Spesso chiamata a far parlare di sé per le divisive politiche del governo di Viktor Orban, l’Ungheria è un Paese che sul piano economico però mostra indubbiamente prospettive sistemiche per le imprese italiane. Roma nel 2022 è stata il quinto partner commerciale

di Budapest ma, soprattutto, il secondo destinatario del suo export.  L’interscambio complessivo vale infatti 12 miliardi di euro.

Questi dati, uniti al fatto che l’Italia è anche il secondo investitore straniero in Ungheria, con oltre 1.100 imprese italiane presenti nel Paese, che impiegano circa 70.000 dipendenti e fatturano 4,5 miliardi di euro l’anno, mostrano che l’Italia ha fatto dell’Ungheria, assieme a Paesi come Serbia e Polonia, una frontiera della delocalizzazione e della gestione delle catene del valore che rende più facile la resilienza della nostra impresa in tempi segnati da crisi logistiche e alta inflazione.

I due Paesi hanno firmato diversi accordi di cooperazione economica, tra cui il Trattato di Amicizia e Cooperazione del 1991, il Piano d’Azione per il Rafforzamento della Cooperazione Economica del 2012 e il Memorandum d’Intesa sulla Cooperazione Industriale del 2019. “I settori industriali e dei servizi sono predominanti e tra i settori chiave che contribuiscono in modo significativo alla crescita economica figurano l’automotive, le biotecnologiche, le tecnologiche dell’informazione, l’elettronica, le energie rinnovabili e il settore dei servizi condivisi”, ha fatto notare l’Istituto per il Commercio Estero in un suo report.  L’attenzione va posta tanto sulle filiere tradizionali quanto su quelle di frontiera.

Ad esempio, nota l’Ice, “la biotecnologia è un campo relativamente giovane in Ungheria” ma già promettente, mentre “l’industria farmaceutica è ben sviluppata e vanta una tradizione decennale nei settori della chimica e della biologia.

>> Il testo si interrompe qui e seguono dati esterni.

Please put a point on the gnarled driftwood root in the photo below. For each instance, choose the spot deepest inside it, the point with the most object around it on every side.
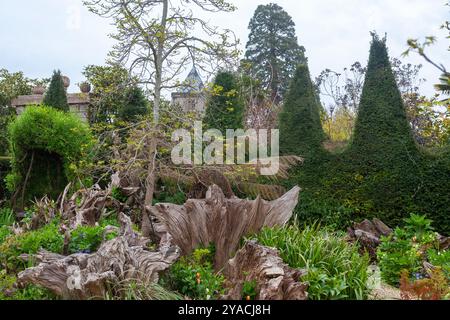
(87, 276)
(274, 279)
(220, 221)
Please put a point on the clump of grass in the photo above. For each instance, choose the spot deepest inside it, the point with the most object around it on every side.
(335, 268)
(138, 290)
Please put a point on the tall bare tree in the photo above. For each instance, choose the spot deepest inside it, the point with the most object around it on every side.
(158, 39)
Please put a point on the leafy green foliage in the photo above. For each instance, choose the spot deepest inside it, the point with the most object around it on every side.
(31, 242)
(7, 217)
(382, 173)
(134, 106)
(56, 95)
(30, 292)
(300, 127)
(225, 109)
(117, 194)
(272, 48)
(114, 96)
(85, 239)
(194, 276)
(407, 248)
(335, 268)
(55, 145)
(135, 290)
(5, 232)
(249, 290)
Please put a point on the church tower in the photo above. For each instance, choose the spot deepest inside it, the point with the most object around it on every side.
(190, 96)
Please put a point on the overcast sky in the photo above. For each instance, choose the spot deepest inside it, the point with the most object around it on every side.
(38, 36)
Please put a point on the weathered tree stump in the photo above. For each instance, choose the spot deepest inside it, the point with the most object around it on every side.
(87, 276)
(274, 279)
(221, 221)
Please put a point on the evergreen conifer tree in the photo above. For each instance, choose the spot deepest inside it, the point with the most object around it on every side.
(382, 132)
(300, 126)
(225, 108)
(56, 96)
(273, 49)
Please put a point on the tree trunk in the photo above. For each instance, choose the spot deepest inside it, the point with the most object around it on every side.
(151, 176)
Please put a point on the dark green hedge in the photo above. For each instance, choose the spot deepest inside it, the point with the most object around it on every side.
(382, 173)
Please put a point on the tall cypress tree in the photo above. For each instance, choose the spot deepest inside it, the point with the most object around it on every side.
(272, 48)
(382, 132)
(225, 108)
(300, 126)
(56, 95)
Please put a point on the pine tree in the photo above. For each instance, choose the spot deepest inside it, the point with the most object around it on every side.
(225, 109)
(56, 96)
(300, 126)
(382, 132)
(272, 48)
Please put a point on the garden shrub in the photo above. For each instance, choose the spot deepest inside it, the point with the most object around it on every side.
(56, 95)
(225, 108)
(407, 248)
(194, 276)
(57, 142)
(335, 268)
(382, 173)
(300, 126)
(85, 239)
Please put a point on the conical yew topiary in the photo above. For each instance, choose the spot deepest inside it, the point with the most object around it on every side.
(300, 126)
(56, 96)
(382, 133)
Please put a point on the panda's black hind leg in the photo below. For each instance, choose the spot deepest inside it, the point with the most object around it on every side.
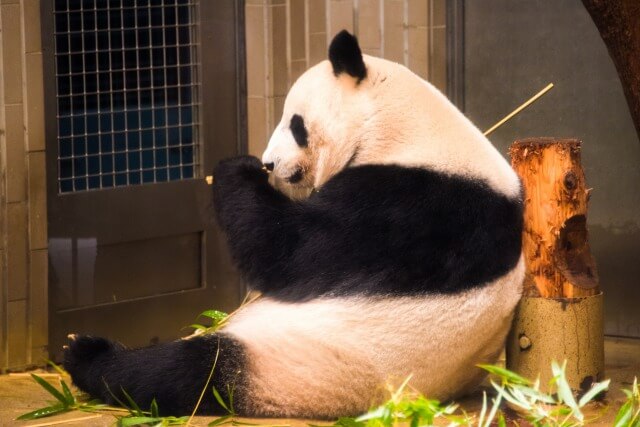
(174, 373)
(85, 357)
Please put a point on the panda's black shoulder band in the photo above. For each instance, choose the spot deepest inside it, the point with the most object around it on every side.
(346, 57)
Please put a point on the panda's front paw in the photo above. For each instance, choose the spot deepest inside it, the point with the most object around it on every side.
(237, 169)
(86, 358)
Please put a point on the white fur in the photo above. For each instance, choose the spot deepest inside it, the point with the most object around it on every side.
(340, 352)
(391, 117)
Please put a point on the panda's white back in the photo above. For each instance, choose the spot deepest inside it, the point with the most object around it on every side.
(404, 260)
(334, 356)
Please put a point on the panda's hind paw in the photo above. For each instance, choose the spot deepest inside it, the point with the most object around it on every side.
(84, 352)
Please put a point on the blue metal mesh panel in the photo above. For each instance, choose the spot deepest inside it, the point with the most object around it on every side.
(127, 92)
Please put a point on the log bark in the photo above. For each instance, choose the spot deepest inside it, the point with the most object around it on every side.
(555, 239)
(618, 22)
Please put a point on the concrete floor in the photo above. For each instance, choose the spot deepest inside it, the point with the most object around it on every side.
(20, 394)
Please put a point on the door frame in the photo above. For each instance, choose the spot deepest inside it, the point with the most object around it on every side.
(219, 102)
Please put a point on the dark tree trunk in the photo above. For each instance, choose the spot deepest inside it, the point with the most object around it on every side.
(619, 24)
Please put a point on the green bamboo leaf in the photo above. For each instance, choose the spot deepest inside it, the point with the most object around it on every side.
(595, 390)
(564, 390)
(623, 418)
(214, 315)
(44, 412)
(132, 403)
(348, 422)
(376, 413)
(137, 421)
(154, 408)
(220, 400)
(494, 410)
(197, 327)
(533, 394)
(57, 368)
(71, 400)
(510, 398)
(501, 421)
(221, 421)
(505, 374)
(51, 389)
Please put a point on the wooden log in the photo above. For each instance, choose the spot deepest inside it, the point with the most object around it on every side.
(555, 239)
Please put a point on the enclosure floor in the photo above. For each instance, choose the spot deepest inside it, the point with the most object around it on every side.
(20, 394)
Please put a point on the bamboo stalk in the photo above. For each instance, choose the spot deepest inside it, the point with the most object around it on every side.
(531, 100)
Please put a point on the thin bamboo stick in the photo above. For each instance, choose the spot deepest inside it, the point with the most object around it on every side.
(531, 100)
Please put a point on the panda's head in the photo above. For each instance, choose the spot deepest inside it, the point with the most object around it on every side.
(315, 138)
(356, 109)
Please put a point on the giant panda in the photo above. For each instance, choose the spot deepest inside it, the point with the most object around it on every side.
(404, 259)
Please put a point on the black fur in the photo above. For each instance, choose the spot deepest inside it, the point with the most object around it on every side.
(346, 57)
(174, 373)
(299, 131)
(369, 230)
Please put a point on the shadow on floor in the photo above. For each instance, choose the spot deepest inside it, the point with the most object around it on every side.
(20, 394)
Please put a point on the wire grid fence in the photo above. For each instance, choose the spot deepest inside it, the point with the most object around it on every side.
(127, 92)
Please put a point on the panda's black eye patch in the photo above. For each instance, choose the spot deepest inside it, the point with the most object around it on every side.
(298, 130)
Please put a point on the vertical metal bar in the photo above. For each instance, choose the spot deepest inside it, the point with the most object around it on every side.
(124, 85)
(178, 70)
(98, 106)
(84, 96)
(111, 106)
(166, 94)
(455, 52)
(152, 72)
(71, 101)
(139, 97)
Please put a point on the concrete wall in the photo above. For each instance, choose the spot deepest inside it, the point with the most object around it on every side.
(285, 37)
(531, 43)
(23, 217)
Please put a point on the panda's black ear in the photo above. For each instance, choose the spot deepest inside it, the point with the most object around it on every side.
(346, 57)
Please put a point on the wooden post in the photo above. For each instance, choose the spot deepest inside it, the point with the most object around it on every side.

Grandi aziende farmaceutiche internazionali hanno investito nella produzione e nella ricerca e sviluppo”. Parliamo di un paese partner, dunque, su cui le imprese italiane possono mettere gli occhi in fasi in cui nell’economia internazionale anche la sicurezza delle filiere e delle prospettive d’investimento fa la differenza per l’internazionalizzazione delle imprese.